'Boutique' Prime Brokers Take on Trappings of Majors
August 25, 2008
In a sign of their maturity--and desire to draw larger clients--two prime brokers that clear through bigger custodians and a long-term hedge fund service provider are adding offerings that historically only the largest firms have supplied.
So-called mini-primes began to emerge several years ago, as the number of hedge funds increased and the larger, self-clearing prime brokers focused their attention on the top 10 percent. Executives at Gar Wood Securities and Merlin Securities, however, dislike the mini-prime moniker, preferring to be known as "boutiques," which may be a more accurate description as they expand beyond acting as introducing brokers for larger custodians.
Chicago-based Gar Wood plans to offer fund administration and risk reporting services by year-end, while Merlin this week is launching the kind of highly sophisticated risk management system not seen outside of the biggest prime brokerages.
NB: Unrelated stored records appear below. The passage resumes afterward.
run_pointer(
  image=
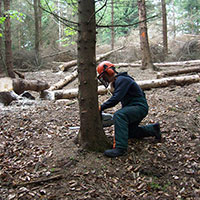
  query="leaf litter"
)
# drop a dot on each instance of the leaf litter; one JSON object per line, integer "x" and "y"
{"x": 39, "y": 159}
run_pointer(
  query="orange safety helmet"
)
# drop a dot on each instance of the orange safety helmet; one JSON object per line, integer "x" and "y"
{"x": 108, "y": 68}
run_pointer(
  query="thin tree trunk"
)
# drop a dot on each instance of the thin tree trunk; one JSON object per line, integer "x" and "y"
{"x": 164, "y": 24}
{"x": 112, "y": 30}
{"x": 144, "y": 43}
{"x": 8, "y": 42}
{"x": 91, "y": 134}
{"x": 145, "y": 85}
{"x": 37, "y": 31}
{"x": 1, "y": 55}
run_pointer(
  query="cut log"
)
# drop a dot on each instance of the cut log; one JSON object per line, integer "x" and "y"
{"x": 20, "y": 85}
{"x": 66, "y": 94}
{"x": 177, "y": 72}
{"x": 166, "y": 64}
{"x": 67, "y": 65}
{"x": 164, "y": 82}
{"x": 64, "y": 81}
{"x": 7, "y": 97}
{"x": 145, "y": 85}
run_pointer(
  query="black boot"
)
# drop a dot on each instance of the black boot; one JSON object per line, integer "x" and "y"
{"x": 115, "y": 152}
{"x": 157, "y": 132}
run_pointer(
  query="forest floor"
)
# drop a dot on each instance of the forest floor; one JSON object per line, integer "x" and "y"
{"x": 39, "y": 160}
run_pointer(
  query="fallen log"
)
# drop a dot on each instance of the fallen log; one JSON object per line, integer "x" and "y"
{"x": 20, "y": 85}
{"x": 164, "y": 82}
{"x": 11, "y": 88}
{"x": 166, "y": 64}
{"x": 66, "y": 94}
{"x": 177, "y": 72}
{"x": 67, "y": 65}
{"x": 145, "y": 85}
{"x": 64, "y": 81}
{"x": 7, "y": 97}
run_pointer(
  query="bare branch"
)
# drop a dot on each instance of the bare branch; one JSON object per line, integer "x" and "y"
{"x": 127, "y": 25}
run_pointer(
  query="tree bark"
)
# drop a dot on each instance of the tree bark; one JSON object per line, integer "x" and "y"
{"x": 145, "y": 85}
{"x": 164, "y": 25}
{"x": 8, "y": 42}
{"x": 177, "y": 72}
{"x": 37, "y": 30}
{"x": 112, "y": 22}
{"x": 91, "y": 135}
{"x": 144, "y": 43}
{"x": 1, "y": 55}
{"x": 67, "y": 65}
{"x": 20, "y": 85}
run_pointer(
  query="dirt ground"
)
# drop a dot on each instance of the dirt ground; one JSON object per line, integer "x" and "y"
{"x": 39, "y": 160}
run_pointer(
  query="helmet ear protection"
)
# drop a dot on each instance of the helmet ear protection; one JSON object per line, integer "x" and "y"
{"x": 110, "y": 70}
{"x": 106, "y": 68}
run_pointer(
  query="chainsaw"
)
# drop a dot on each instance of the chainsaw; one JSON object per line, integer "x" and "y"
{"x": 107, "y": 121}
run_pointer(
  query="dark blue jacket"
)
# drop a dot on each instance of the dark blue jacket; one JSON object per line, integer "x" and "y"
{"x": 126, "y": 91}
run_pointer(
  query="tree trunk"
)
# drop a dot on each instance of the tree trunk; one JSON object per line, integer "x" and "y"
{"x": 1, "y": 55}
{"x": 21, "y": 85}
{"x": 67, "y": 65}
{"x": 91, "y": 134}
{"x": 164, "y": 24}
{"x": 144, "y": 43}
{"x": 112, "y": 22}
{"x": 145, "y": 85}
{"x": 8, "y": 42}
{"x": 37, "y": 30}
{"x": 178, "y": 71}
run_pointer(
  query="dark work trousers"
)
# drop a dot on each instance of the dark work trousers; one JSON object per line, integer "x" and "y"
{"x": 126, "y": 122}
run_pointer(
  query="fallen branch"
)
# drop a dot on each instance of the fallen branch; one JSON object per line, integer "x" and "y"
{"x": 67, "y": 65}
{"x": 177, "y": 72}
{"x": 11, "y": 88}
{"x": 145, "y": 85}
{"x": 40, "y": 181}
{"x": 166, "y": 64}
{"x": 64, "y": 81}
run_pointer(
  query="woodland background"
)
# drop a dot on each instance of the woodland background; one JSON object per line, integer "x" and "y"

Conifer Securities--not technically a prime because it doesn't support hedge fund accounts--has long offered middle- and back-office services, including fund administration, and it plans to bolster its order management and reporting services before next year.
Merlin's risk management service, which is now part of its overall package, was developed in-house and will incorporate data generated by MSCI Barra, a leading provider of equity and fixed-income indexes used by the largest asset managers, to determine value at risk (VAR) and other risk measurements such as the options greeks. Ron Suber, senior partner and head of global sales at New York-based Merlin and a former Bear Stearns managing director, said only the major primes--not including his old employer--use data from MSCI Barra, which is majority owned by Morgan Stanley.
"Now that Merlin offers it, we can go after much larger, more sophisticated funds," Suber said. Reports are available intraday for multi-asset-class investments listed worldwide, he added.
Gar Wood's new risk system--also built internally--will provide online query tools and allow users to run reports providing risk analysis and performance attribution. Merlin's system was originally created to do the latter, so Gar Wood is playing catch-up in that regard, as well as in its ability to offer reporting across multiple prime relationships. The system will also include VAR and other risk-analysis data generated by the RiskAPI product of technology supplier PortfolioScience, providing what-if scenarios and the options greeks.
Administration Services
Gar Wood's reporting system will be closely tied to its forthcoming fund administration service. All the major prime brokerages built or acquired administration businesses several years ago, and while a few mini-primes have done the same, Merlin has not.
Gar Wood CEO Robert Jersey, who worked with Merlin's Suber in the late 1990s at Montgomery Securities, a prime broker pioneer for small and midsize hedge funds, said fund administration will be offered separately from prime services, although those customers will receive a discount. "Clients can use fund administration to ease the operational burden and enhance performance reporting," Jersey said, adding that the service will also provide subscriptions and redemptions, as well as tax and client reporting.
San Francisco-based Conifer is also bolstering its reporting functionality, seeking to give clients more control over content and frequency. Dan Osborne, COO of Conifer, said the firm recently conducted a buy-versus-build analysis. "We're down to the point where we're very close to a decision," Osborne said. If the firm opts for a third-party solution, he noted, implementation would happen relatively quickly, probably by the start of the fourth quarter.